半導体産業への異次元支援策から2年、出始めた成果と今後の焦点
工場・開発拠点の立地相次ぐ
政府が半導体産業に対する異次元の支援策を打ち出し、約2年が経過した。足元では計約4兆円にも上る巨額予算の追い風を受け、国内外から生産拠点や研究開発拠点の国内立地が相次ぐ。大規模支援の最初の事例となった台湾積体電路製造(TSMC)の熊本県の生産拠点など、2024年から支援対象となった実プロジェクトが動き始める。供給力強化や日本の半導体復興につなげられるか。成果の刈り取りが焦点となる。(編集委員・政年佐貴恵)
「これまで培われてきたスピード感に、継続と拡大という要素を積み上げていくのが私のやるべき仕事だ」。斎藤健経済産業相は、半導体に対する支援の手を緩めない考えを示す。政府が大規模支援の姿勢を明確にしたのは21年度のことだ。同年の補正予算で全体の1割超に当たる7740億円を計上。その後も額は伸び続け、22年度第2次補正では1兆3036億円、23年度補正ではそれをさらに上回る1兆9867億円を充てた。

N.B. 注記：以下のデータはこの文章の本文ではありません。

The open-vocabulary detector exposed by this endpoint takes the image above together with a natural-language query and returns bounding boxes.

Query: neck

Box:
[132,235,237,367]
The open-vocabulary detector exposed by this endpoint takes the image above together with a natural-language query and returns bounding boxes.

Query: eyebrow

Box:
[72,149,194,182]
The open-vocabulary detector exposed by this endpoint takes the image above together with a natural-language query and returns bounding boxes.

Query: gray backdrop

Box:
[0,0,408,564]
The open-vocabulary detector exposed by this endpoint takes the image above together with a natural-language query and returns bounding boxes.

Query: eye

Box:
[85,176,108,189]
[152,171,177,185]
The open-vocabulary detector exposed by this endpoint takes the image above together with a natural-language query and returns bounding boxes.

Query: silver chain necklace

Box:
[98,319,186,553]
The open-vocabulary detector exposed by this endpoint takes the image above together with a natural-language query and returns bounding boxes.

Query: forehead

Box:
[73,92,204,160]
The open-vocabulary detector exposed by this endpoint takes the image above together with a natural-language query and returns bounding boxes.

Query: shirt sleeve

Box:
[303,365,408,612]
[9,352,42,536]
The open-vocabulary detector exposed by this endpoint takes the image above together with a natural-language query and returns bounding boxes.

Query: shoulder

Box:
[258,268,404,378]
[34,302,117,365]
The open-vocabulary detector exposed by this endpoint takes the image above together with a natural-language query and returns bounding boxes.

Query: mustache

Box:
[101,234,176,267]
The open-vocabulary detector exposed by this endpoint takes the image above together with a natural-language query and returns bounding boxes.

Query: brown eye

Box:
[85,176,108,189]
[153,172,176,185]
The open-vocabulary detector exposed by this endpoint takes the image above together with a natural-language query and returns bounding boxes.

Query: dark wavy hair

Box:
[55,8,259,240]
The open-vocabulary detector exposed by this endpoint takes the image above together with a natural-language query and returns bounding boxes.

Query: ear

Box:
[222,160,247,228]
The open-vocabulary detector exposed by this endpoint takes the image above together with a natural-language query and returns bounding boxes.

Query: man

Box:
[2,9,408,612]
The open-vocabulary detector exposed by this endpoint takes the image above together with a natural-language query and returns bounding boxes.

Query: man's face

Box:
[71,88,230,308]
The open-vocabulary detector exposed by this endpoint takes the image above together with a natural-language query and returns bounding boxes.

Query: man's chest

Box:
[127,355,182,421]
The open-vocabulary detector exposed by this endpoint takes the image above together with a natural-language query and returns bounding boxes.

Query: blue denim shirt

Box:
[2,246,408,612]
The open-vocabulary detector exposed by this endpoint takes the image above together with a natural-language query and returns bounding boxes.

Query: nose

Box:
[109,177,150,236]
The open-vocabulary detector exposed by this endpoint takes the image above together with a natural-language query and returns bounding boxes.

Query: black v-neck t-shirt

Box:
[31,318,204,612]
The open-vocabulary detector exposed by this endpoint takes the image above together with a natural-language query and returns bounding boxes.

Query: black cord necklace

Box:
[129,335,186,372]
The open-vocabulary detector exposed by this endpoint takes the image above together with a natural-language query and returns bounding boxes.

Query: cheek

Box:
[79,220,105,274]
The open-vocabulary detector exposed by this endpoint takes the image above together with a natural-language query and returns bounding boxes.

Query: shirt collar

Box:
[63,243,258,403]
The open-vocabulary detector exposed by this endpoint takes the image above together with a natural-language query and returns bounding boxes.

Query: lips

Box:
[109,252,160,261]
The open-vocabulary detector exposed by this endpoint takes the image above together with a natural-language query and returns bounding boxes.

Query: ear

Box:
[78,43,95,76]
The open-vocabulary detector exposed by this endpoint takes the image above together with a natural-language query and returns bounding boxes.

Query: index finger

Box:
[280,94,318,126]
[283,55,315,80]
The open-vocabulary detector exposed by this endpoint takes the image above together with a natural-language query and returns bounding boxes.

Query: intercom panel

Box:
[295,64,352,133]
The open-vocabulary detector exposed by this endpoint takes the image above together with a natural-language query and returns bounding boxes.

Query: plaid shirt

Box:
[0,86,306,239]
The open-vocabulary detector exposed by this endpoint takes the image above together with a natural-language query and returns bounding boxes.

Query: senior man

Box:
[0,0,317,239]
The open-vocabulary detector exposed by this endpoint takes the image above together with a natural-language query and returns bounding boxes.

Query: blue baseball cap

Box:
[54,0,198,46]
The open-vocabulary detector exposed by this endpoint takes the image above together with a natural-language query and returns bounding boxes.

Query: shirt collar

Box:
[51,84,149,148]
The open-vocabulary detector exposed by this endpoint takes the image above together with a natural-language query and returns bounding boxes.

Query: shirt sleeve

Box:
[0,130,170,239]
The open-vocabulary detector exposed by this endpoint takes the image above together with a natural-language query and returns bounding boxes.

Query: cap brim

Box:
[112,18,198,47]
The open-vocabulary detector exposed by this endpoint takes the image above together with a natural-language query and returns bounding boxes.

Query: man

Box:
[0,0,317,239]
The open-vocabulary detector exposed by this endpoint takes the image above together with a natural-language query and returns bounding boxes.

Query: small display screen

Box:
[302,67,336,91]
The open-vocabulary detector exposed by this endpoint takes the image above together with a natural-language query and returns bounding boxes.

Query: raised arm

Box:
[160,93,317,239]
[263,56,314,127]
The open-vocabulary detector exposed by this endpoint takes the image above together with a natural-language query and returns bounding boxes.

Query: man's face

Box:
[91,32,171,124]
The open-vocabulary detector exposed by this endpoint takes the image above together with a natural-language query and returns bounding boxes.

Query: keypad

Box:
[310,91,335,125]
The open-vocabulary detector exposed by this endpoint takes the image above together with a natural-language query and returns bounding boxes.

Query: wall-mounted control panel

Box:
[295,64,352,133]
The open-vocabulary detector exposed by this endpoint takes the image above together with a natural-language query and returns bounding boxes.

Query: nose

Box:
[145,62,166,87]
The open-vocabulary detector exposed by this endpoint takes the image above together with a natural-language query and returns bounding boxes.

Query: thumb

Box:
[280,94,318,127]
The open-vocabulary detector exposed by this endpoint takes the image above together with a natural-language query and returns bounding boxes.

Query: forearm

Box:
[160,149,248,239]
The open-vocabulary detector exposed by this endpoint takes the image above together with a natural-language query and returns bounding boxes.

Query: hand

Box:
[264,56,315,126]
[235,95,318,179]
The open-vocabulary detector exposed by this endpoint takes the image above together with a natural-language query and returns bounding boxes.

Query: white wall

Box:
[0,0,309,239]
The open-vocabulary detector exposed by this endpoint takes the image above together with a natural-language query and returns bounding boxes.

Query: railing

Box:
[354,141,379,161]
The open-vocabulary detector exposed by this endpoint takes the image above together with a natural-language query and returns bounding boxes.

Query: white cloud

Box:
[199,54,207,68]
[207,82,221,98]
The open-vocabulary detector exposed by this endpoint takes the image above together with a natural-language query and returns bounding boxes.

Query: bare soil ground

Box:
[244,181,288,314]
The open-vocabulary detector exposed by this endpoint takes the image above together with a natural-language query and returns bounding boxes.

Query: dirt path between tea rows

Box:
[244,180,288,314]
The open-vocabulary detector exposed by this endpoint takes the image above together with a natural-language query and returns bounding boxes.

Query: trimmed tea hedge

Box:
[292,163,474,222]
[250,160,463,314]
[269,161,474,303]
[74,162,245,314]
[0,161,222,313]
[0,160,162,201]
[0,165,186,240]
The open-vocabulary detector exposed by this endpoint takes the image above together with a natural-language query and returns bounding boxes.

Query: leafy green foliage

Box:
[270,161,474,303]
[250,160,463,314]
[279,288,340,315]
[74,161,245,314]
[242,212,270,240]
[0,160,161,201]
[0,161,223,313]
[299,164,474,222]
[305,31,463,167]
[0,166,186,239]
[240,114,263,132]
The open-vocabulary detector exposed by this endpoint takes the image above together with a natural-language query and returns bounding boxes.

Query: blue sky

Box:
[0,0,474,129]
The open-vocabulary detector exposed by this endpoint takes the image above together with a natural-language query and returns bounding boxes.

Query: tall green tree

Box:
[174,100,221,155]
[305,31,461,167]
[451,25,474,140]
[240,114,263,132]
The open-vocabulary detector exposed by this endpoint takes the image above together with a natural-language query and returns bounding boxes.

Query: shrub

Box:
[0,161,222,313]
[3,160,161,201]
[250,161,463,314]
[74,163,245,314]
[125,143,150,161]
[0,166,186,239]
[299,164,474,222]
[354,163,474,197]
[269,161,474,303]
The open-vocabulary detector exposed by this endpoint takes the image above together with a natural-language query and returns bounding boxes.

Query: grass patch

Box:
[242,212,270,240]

データセンターやインフラ機器、ロボット、自動車、生成人工知能(AI)など、あらゆるデバイスに使われる半導体は今や戦略物資で、経済安全保障上で重要な位置付けにある。地政学リスクも相まって米国や中国、欧州が兆円単位の投資支援を掲げて自国内に製造拠点を呼び込む中、日本も政策の実効スピードを引き上げて投資先としての魅力を高めてきた。6月に改定した半導体・デジタル産業戦略では従来の目標を引き上げ、30年までに官民で12兆円超の規模の追加投資を行い、半導体を生産する企業の売上高の合計を20年比3倍の15兆円にすることを掲げた。
成果は出始めている。最も注目されるのは、回路線幅2ナノメートル(ナノは10億分の1)の最先端半導体の国産化を目指すラピダス(東京都千代田区)だ。北海道千歳市に建設中の工場では、27年の量産化を目指す。同じく先端分野では、TSMCが同22ナノ―28ナノメートル、12ナノ―16ナノメートルのロジック半導体生産に向けた投資を決定。米マイクロン・テクノロジーも広島工場で、国内で初めてEUV(極端紫外線)露光装置を使った次世代メモリー半導体の量産を計画する。このほかにも「さまざまな案件が持ち込まれている」(経産省幹部)と、水面下で交渉は進む。
23年度に入ってからは裾野の広がりと同時に、サプライチェーン(供給網)の垂直支援を強化する動きが目立つ。東芝とロームによるパワー半導体の共同生産事業に加え、後工程ではサムスンの3次元(3D)実装に関する先端技術への助成を決めた。併せて国内生産や販売量に応じて税優遇する新たな税制を創設し、アナログ半導体やマイコンを対象に設定。経済安保推進法では半導体製造装置や装置に使う部品、材料も特定重要物資に指定するなど、補助金だけでなく規制や税制面も含めた総合的な支援策を講じる。
大胆な政策で半導体産業が日本に再び根付きつつある。各国政府が国を挙げて半導体振興に取り組む中、政府主導での取り組みが強力なけん引役となり実現した成果だが、日本は過去に苦い経験がある。国主導でNECと日立製作所のDRAM事業を統合した旧エルピーダメモリは、多額の公的資金を投じたが経営破綻。日立、NEC、三菱電機の半導体事業を統合したルネサスエレクトロニクスも、長年経営の低迷が続いた。国や母体会社などの間の綱引きで責任があいまいになったことや、迅速な意思決定ができなかったことが要因として挙がる。
需要の創出も課題だ。半導体の供給先である国内デバイス産業の競争力低下も、半導体凋落(ちょうらく)の要素の一つとされる。11月に開かれた半導体・デジタル戦略検討会議でも、先端半導体などを念頭に「作った半導体をどんな用途に使うかまで検討すべきではないか」との指摘があったという。
特に最先端半導体を手がけるラピダスにとっては重要なテーマだ。斎藤経産相は「海外のトップメーカーも量産に至っていない研究開発段階で、現時点では国が一歩前に出て支援する段階だ」と述べるとともに「顧客開拓などビジネス戦略の検討も本格化していくべき」との認識を示す。ラピダスと、カナダのAI半導体設計スタートアップであるテンストレントの提携は、将来の製造受託も見据えた動きだろう。
補助金頼みのままでは、産業の発展は見込めない。24年度以降は需要創出も含め、プロジェクトの自立に向けた支援策の拡充もテーマになりそうだ。